À ce jour, « c’est le seul dossier subprimes qui soit arrivé devant un tribunal pénal dans toute l’Europe », avait relevé lors des débats en avril le vice-procureur Patrice Amar.

Dans son jugement aux accents particulièrement sévères, le tribunal considère que la banque « a sciemment diffusé des informations trompeuses, notamment en communiquant des chiffres d’exposition aux subprimes sans jamais préciser les hypothèses retenues », ce qui a contribué à rendre « sa communication incompréhensible ».

Il lui est également reproché d’avoir notamment omis de signaler certaines expositions à hauteur de 850  millions d’euros.

« Tromperie assumée »

Tous ces éléments « ne permettaient pas au marché d’apprécier correctement » les perspectives de l’établissement, ont estimé les juges, soulignant qu’il y a eu une « tromperie assumée au plus haut niveau de la direction de Natixis et destinée à préserver le cours de Bourse de la société ».

« L’ensemble des organes et des représentants de Natixis (de l’époque, NDLR) étaient informés » et « l’infraction a été commise en parfaite connaissance de cause », ont-ils ajouté, citant nommément l’ancien dirigeant de la banque Dominique Ferrero.

Ces faits ont été jugés « d’autant plus graves » par le tribunal que les actions Natixis avaient été massivement distribuées à des petits porteurs clients des réseaux de détail du groupe BPCE lors de l’introduction en Bourse de l’établissement. Le groupe BPCE, maison-mère de Natixis, est en effet né de la réunion des réseaux Caisse d’Épargne et Banque Populaire.

« C’est une satisfaction, même s’il a fallu attendre longtemps pour l’avoir et même si nous n’avons pas obtenu l’intégralité de ce que nous avions demandé », s’est félicitée dans une réaction à l’AFP Colette Neuville, la présidente de l’Association de défense des actionnaires minoritaires, qui représentait plus de 700  petits porteurs dans ce dossier.

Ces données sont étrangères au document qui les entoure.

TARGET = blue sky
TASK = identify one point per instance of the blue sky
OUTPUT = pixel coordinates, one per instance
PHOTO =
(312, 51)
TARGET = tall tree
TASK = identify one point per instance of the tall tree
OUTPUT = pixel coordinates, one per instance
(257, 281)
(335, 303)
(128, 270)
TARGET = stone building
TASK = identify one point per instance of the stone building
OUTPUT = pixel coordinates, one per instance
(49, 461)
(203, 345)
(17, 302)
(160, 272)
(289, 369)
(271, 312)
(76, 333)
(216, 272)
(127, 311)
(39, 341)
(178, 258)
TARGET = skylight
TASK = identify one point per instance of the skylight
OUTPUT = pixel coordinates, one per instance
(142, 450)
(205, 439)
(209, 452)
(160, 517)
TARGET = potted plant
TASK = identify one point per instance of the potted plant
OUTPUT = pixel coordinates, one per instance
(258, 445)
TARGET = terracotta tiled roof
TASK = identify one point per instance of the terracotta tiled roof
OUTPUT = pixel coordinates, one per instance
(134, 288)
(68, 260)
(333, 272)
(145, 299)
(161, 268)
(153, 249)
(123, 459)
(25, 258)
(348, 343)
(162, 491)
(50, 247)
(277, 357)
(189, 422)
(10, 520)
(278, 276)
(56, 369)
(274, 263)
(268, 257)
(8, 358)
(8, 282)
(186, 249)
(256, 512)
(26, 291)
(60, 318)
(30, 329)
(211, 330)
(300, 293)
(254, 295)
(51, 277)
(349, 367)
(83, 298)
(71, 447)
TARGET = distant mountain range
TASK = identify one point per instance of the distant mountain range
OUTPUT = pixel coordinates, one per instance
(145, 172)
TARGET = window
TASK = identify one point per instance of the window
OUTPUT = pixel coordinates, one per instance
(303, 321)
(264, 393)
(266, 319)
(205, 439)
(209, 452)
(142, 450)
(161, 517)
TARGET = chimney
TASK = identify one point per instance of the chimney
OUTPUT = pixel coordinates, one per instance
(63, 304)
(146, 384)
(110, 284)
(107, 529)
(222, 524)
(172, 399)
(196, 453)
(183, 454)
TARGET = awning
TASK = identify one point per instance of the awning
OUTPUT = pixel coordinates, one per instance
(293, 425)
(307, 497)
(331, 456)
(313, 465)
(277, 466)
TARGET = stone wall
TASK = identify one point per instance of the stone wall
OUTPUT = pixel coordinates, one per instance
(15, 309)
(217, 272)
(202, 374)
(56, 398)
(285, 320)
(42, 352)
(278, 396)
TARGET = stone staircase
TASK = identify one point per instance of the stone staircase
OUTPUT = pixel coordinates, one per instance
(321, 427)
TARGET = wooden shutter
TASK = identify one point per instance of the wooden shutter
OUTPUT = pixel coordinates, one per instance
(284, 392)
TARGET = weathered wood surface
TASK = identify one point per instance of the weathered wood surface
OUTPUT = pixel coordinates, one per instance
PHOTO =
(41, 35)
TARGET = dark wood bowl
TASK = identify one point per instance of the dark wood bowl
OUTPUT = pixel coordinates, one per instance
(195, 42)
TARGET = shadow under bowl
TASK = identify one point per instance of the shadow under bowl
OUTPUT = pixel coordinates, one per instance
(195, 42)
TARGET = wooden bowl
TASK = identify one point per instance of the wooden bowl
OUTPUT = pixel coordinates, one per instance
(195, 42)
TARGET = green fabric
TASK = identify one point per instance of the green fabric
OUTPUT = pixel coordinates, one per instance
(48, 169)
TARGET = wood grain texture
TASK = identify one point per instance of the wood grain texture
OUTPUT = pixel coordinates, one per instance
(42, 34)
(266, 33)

Entre les demandes de réparation au titre d’un préjudice de « perte de chance » et celles au titre d’un préjudice moral, les différents avocats des parties civiles avaient réclamé au total plus de cinq millions d’euros à Natixis.

« L’autre satisfaction, c’est qu’il y a une exécution provisoire, ce qui va permettre aux gens de toucher ce qu’ils ont obtenu sans attendre un éventuel procès en appel », a ajouté Mme Neuville.